Menu

Implementing the Atom Publishing Protocol

July 19, 2006

Joe Gregorio

The Atom Publishing Protocol (APP) is nearing completion, many of the issues that I pointed out in a previous article have settled down, and there is work being done on implementations and interoperability. Although the interoperability work will go on for years to come, we can put together an implementation and discuss the requirements the APP puts on you, the gotchas, and the ways we can optimize the service. If you've been following along with Restful Web columns at home, you won't be surprised that the implementation is in Python. In future articles we'll start building more complex services on top of this APP implementation.

Before we dive into the code, let's back up and take a high-level look at what we need to implement. For reference, we'll be implementing draft -08 of the Atom Publishing Protocol. At the conclusion of "How to Create a REST Protocol" the four primary questions about a REST protocol are answered and a table describes the protocol. Table 1 is just such a table for the Atom Publishing Protocol.

Table 1.

Resource

HTTP Method

Representation

Description

Introspection

GET

Introspection Document

Enumerates a set of collections and lists their URIs and other information about the collections.

Collection

GET

Atom Feed

A list of member of the collection. Note that this may be a subset of all entries in the collection.

Collection

POST

Atom Entry

Create a new entry in the collection.

Member

GET

Atom Entry

Get the Atom Entry.

Member

PUT

Atom Entry

Update the Atom Entry.

Member

DELETE

N/A

Delete the Atom Entry from the collection.

All of these operations are pretty obvious, except using GET on a collection. In that case, the response to a GET may not return all of the entries in a collection. Actually, if it's a large collection I really hope it doesn't return all the entries in the collection. So the initial GET returns what may be a subset of the entries in the collection, ordered in reverse chronological order of their atom:updated date. Note that this means the most recently updated entries are returned first in the feed. If the feed returned doesn't contain all the entries in the collection, then the feed will contain an atom:link element of type "next" that points to another feed with the next set of entries in the collection -- it will also be ordered in reverse atom:updated chronological order. Reverse atom:updated chronological order is quite a mouthful, and it doesn't even abbreviate very nicely; "RAUCO" sounds more like a Soprano's character than a technical term.

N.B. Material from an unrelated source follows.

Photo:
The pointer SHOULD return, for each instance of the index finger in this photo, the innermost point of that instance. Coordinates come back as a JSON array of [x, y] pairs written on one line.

Table 1 is good, but if we are going to generate a concrete implementation, then we need to add more detailed information. We'll add another column for the URIs of each of the resources and drop the description column to save space (see Table 2).

Table 2.

URI

Resource

HTTP Method

Representation

/collection/introspection/

Introspection

GET

Introspection Document

/collection/

Collection

GET

Atom Feed

/collection/

Collection

POST

Atom Entry

/collection/member/{id}

Member

GET

Atom Entry

/collection/member/{id}

Member

PUT

Atom Entry

/collection/member/{id}

Member

DELETE

N/A

Of course, those aren't really URIs in the URI column -- the last three rows have URI Templates instead of URIs. That is, you substitute the string {id} with some value, in this case some unique identifier for each entry in the collection, in order to obtain a full URI. The idea of URI Templates isn't new; I provided code for how to handle URI Template variable expansion in "Constructing or Traversing URIs?". We now need to take three short side trips to gather the pieces we need to put together our implementation of the APP.

A Place for My Stuff

The first thing we will need is a place to store our Atom Entries. Let's look back at Table 2 and see about our requirements. Each entry needs to be able to retrieved, updated, and deleted based on a single id. Here is a sketch of the interface for the Python class:

class Store:



    def get(self, id):

        pass



    def delete(self, id):

        pass



    def put(self, id, entry):

        pass

We'll assume that the entry taken in put() and returned by get() will be in the form of a string. In addition, we need the ability to add new entries to the collection using just an entry document, and that creation process needs to report the id that was assigned the new entry.

class Store:



    def get(self, id):

        pass



    def delete(self, id):

        pass



    def put(self, id, entry):

        pass



    def post(self, entry):

        pass

And, finally, we need to enumerate the members of a collection, which means we have to generate a linked chain of atom feeds that enumerate the entries in the collection in reverse atom:updated order (aka el-RAUCO). If we assume that we will generate the feeds with a fixed number of entries per feed, then we need a way to query with a size and offset from the beginning of the list. The index method will just return a subset of the entries' ids that are of size length and the first entry is offset back in the list.

class Store:



    def get(self, id):

        pass



    def post(self, entry):

        pass



    def delete(self, id):

        pass



    def put(self, id, entry);

        pass



    def index(self, size, offset):

        pass

Another requirement, which we have by virtue of building a web service, is that the underlying data store needs to be able to safely operate when being accessed simultaneously by multiple processes or threads. That requirement was met by building the underlying store on top of SQLite, which automatically handles accesses from multiple processes or threads. The Store also parses each incoming entry to ensure that it is at least well-formed and also updates fields that need to be updated. For example, on creation an entry will be assigned a unique id and that id will overwrite the value in the atom:id. There are also hooks for custom behaviors on updates. I will save the rest of the technical details of the Store class for another day. What I really want to concentrate on now is how implementing a RESTful protocol with the right tools is easy and the advantages you can get from using HTTP correctly.

A Word About WSGI

Please read PEP 333, a nicely written and detailed account of the Web Services Gateway Interface (WSGI). WSGI is an API for writing web services or components in Python. It also allows you to write applications in a platform independent manner. Wsgiref is a library that will be making it's Python core library debut in Python 2.5; it includes a reference implementation of a server, some middleware, and a WSGI application. We'll write our APP implementation as a WSGI application, which gives us more portability and opens up possibilities to write less code, which is always a good thing.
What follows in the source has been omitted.